図5に示すように、本開示の第5実施例に係る位置決め構造は、本開示の第3実施例に係る位置決め構造とほぼ同じであるため。以下は相違点のみを詳しく説明し、同一点は省略する。本開示の第5実施例に係る位置決め構造の硬質層31は、三つの扇形シートとして設置され、三つの扇形シートは位置決め穴2の外周に沿って均等にリング状に配置され、隣接する扇形シートの間に扇形ギャップを含み、三つの扇形シートの内周は位置決め穴2の外周と重なり合う。
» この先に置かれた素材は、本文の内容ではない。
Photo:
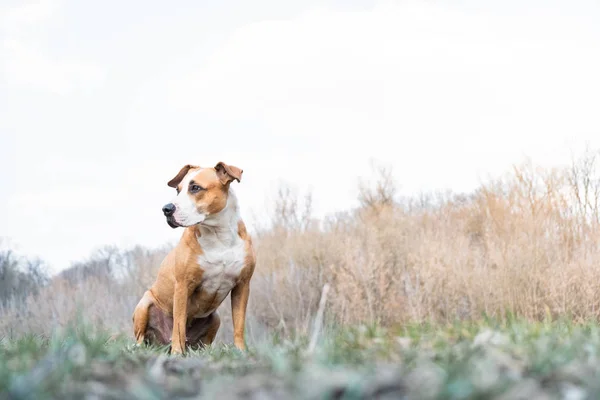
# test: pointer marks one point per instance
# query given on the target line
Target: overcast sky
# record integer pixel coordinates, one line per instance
(101, 103)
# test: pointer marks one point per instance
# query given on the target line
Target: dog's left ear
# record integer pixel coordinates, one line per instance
(228, 173)
(180, 175)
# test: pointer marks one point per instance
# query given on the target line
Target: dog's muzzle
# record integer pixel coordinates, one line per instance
(169, 210)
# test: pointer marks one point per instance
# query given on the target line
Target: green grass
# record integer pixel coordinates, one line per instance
(468, 360)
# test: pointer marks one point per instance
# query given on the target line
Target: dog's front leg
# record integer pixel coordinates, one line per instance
(239, 301)
(180, 298)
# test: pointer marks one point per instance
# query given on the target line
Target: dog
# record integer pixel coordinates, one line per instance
(214, 258)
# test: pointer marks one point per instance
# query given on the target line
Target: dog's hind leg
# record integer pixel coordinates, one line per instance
(212, 329)
(140, 317)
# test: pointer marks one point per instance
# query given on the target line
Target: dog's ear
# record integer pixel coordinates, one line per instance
(179, 177)
(228, 173)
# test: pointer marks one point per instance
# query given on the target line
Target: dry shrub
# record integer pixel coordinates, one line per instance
(525, 244)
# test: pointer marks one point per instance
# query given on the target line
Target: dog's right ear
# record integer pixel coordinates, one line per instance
(179, 177)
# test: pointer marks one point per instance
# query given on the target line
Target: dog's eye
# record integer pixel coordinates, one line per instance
(195, 188)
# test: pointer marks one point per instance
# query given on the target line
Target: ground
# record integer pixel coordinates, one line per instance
(466, 360)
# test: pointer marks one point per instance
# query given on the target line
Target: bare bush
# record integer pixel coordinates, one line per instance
(526, 243)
本開示の第5実施例に係る位置決め構造は、フレキシブル基板1に位置決め穴2を設け、位置決め穴2の外周に沿って補強層3を敷設し、補強層3は硬質層31及び保護膜32を備える。硬質層31及び保護膜32はフレキシブル基板1の同じ側に敷設され、硬質層31は、位置決め穴2の外周に沿って均等にリング状に配置された、その内周が位置決め穴2のエッジと重なり合う三つの扇形シートとして設置され、保護膜32は硬質層31の位置決め穴2から離れた側に貼付され、かつ保護膜32の内周が硬質層31の外周に等しくなるように設置される。よって、位置決め穴2の強度を高める目的を実現し、外力の作用による位置決め穴2の不良な変形を防止し、位置決め穴2の不良な変形により位置決め穴2の位置決めの精度が低下してしまうことを避けることができる。
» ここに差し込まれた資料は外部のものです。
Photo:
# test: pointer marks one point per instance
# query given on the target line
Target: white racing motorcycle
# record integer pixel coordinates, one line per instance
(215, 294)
図6は、本開示の第6実施例に係る位置決め構造の構造を示す模式図である。
図6に示すように、本開示の第6実施例に係る位置決め構造は、本開示の第3実施例に係る位置決め構造とほぼ同じであるため、以下は相違点のみを詳しく重点に説明し、同一点は省略する。本開示の第6実施例に係る位置決め構造の硬質層31は、位置決め穴2の外周に沿って均等にリング状に配置される複数の円形シートとして設置される。
本開示の第6実施例に係る位置決め構造は、フレキシブル基板1に位置決め穴2を設け、位置決め穴2の外周に沿って補強層3を敷設し、補強層3は硬質層31及び保護膜32を備える。硬質層31及び保護膜32はフレキシブル基板1の同じ側に敷設され、硬質層31は、位置決め穴2の外周に沿って均等にリング状に配置された複数の円形シートとして設置され、保護膜32は硬質層31の位置決め穴2から離れた側に貼付され、かつ保護膜32の内周が硬質層31の外周に等しくなるように設置される。よって、位置決め穴2の強度を高める目的を実現し、外力の作用下における位置決め穴2の不良な変形を防止し、位置決め穴2の不良な変形により位置決め穴2の位置決めの精度が低下してしまうことを避けることができる。
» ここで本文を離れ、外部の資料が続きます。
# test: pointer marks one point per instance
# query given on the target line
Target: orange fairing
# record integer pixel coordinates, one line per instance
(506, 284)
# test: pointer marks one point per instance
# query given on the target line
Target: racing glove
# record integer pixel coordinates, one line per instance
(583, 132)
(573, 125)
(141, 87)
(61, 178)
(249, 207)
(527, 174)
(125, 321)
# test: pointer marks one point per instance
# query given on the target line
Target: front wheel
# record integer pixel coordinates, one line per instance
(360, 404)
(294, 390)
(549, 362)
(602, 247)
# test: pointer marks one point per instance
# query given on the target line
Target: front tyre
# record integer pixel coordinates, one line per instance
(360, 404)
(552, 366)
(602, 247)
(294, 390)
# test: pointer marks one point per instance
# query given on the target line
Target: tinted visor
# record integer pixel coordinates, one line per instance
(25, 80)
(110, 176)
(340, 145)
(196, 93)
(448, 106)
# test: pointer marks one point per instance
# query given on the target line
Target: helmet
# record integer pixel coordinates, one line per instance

理解すべきなのは、硬質層31の具体的な形状は、実際の状況によって自由に設定することができる。例えば、硬質層31は、複数のセグメントとしてもよく、硬質層31におけるセグメントの具体的な形状は実際の状況によって自由に設定することができ、本開示の上述の実施例に記載の形状に限っていない。例えば、硬質層31におけるセグメントの形状は、楕円形又は不規則な形とすることができる。
以上は本開示の好適な実施例に過ぎず、本開示の保護範囲を制限するためのものではない。本開示の精神及び原則内で行われる任意の修正、均等な置換や改良などはいずれも、本開示の保護範囲内に属するべきである。